I tried integrating data from Amazon FSx for NetApp ONTAP with Bedrock Knowledge Bases via S3 Access Point
This page has been translated by machine translation. View original
Moving data to Amazon FSx for NetApp ONTAP makes me want to integrate with other AWS services
Hello, this is nonpi (@non____97).
Have you ever thought about wanting to integrate with other AWS services after migrating data to Amazon FSx for NetApp ONTAP (FSxN)? I have.
If you've gone through the effort of migrating your file server from on-premises to AWS, you'll naturally be interested in its compatibility with other AWS services like AI-related offerings.
FSxN has a feature to attach S3 Access Points to volumes.
This means that by using this feature, you can integrate FSxN with any service that works with S3.
As a test, I'll try connecting it with Bedrock Knowledge Bases to enable asking questions about files stored in FSxN.
Quick Summary
- Data in Amazon FSx for NetApp ONTAP can be integrated with Bedrock Knowledge Bases via S3 Access Point
- Multimodal search is also possible
- When creating an S3 Access Point for Amazon FSx for NetApp ONTAP, including backslash (
\) in Windows usernames causes errors- Domain Administrator users can't effectively be used
- Create alternate domain users instead
My Implementation
Test Environment
Here's my test environment:

I prepared two types of volumes in the FSxN file system - one with UNIX security style and one with NTFS. I'll query information about files written via NFS and SMB using Bedrock Knowledge Bases.
Here are the volumes:

I created the FSxN file system and AD DC through the management console.
The following articles are helpful for AD DC configuration and domain joining:
The OU for the FSxN SMB server's computer objects and service accounts is OU=FSxN,DC=corp,DC=non-97,DC=net, and the service account name is FSxServiceAccount.
> New-ADOrganizationalUnit -Name FSxN -Path "DC=corp,DC=non-97,DC=net" -ProtectedFromAccidentalDeletion $True
> New-ADUser `
-Name "FSxServiceAccount" `
-UserPrincipalName "FSxServiceAccount@corp.non-97.net" `
-Accountpassword (Read-Host -AsSecureString "AccountPassword") `
-Path "OU=FSxN,DC=corp,DC=non-97,DC=net" `
-PasswordNeverExpires $True `
-Enabled $True
One important note when referencing these articles: you need to grant the service account permission to "set msDS-SupportedEncryptionTypes on computer objects" when delegating OU management.
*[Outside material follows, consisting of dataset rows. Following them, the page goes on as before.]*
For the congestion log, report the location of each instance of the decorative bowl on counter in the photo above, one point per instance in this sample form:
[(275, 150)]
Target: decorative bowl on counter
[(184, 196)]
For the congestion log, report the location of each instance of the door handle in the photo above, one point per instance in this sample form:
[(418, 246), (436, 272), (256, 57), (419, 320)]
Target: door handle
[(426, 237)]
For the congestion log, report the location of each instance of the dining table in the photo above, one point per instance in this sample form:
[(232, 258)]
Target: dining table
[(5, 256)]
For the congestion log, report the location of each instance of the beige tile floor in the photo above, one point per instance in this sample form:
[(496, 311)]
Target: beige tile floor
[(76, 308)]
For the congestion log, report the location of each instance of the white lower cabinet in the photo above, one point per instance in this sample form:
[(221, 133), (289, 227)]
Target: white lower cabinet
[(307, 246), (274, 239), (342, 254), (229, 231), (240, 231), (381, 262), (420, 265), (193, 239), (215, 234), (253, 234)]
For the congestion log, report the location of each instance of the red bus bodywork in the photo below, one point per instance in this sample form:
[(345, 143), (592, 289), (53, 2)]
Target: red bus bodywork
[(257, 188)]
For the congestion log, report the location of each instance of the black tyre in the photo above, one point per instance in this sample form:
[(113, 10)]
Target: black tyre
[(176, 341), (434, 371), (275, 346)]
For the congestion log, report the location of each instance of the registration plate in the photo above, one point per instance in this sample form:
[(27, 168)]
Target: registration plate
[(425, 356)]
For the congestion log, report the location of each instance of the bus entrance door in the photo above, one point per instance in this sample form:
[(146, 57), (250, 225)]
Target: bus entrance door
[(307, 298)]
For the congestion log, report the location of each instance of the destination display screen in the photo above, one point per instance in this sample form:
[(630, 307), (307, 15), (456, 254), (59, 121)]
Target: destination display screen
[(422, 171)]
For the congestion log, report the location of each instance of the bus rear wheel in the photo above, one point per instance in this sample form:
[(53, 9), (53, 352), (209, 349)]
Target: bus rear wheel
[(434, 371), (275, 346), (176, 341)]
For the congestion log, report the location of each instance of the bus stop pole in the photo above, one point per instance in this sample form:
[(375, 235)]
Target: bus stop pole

This wasn't required before but has become mandatory recently.
Without this permission, you'll get the following error when trying to join the SMB server to the domain:
::> cifs create -vserver svm -cifs-server SVM -domain corp.non-97.net -ou OU=FSxN,DC=corp,DC=non-97,DC=net
In order to create an Active Directory machine account for the CIFS server, you must supply the name and password of a
Windows account with sufficient privileges to add computers to the "OU=FSxN,DC=corp,DC=non-97,DC=net" container within
the "CORP.NON-97.NET" domain.
Enter the user name: FSxServiceAccount
Enter the password:
Error: Machine account creation procedure failed
[ 23] Loaded the preliminary configuration.
[ 75] Created a machine account in the domain
[ 75] SID to name translations of Domain Users and Admins
completed successfully
[ 76] Successfully connected to ip 10.0.1.11, port 88 using TCP
[ 78] Successfully connected to ip 10.0.1.11, port 464 using TCP
[ 124] Kerberos password set for 'SVM$@CORP.NON-97.NET' succeeded
[ 124] Set initial account password
**[ 143] FAILURE: Unable to set machine account attribute
** 'msDS-SupportedEncryptionTypes': Insufficient access
[ 147] Deleted existing account
'CN=SVM,OU=FSxN,DC=corp,DC=non-97,DC=net'
Error: command failed: Failed to create the Active Directory machine account "SVM". Reason: LDAP Error: The user has
insufficient access rights.
Since building this repeatedly would be cumbersome, I used AWS CDK to create resources for Bedrock Knowledge Bases, vector buckets, and S3 buckets for multimodal storage.
The code I used is available in this GitHub repository:
Attaching S3 Access Points to FSxN Volumes
Let's attach S3 Access Points to FSxN volumes. I'll do the same work for both NTFS and UNIX security style volumes.
First, for the NTFS volume:
Since it's NTFS, I specified Windows for the user type. I also specified Administrator as the username to access all files in FSxN. The access policy can be left empty since access is from the same account and will be authorized via IAM role.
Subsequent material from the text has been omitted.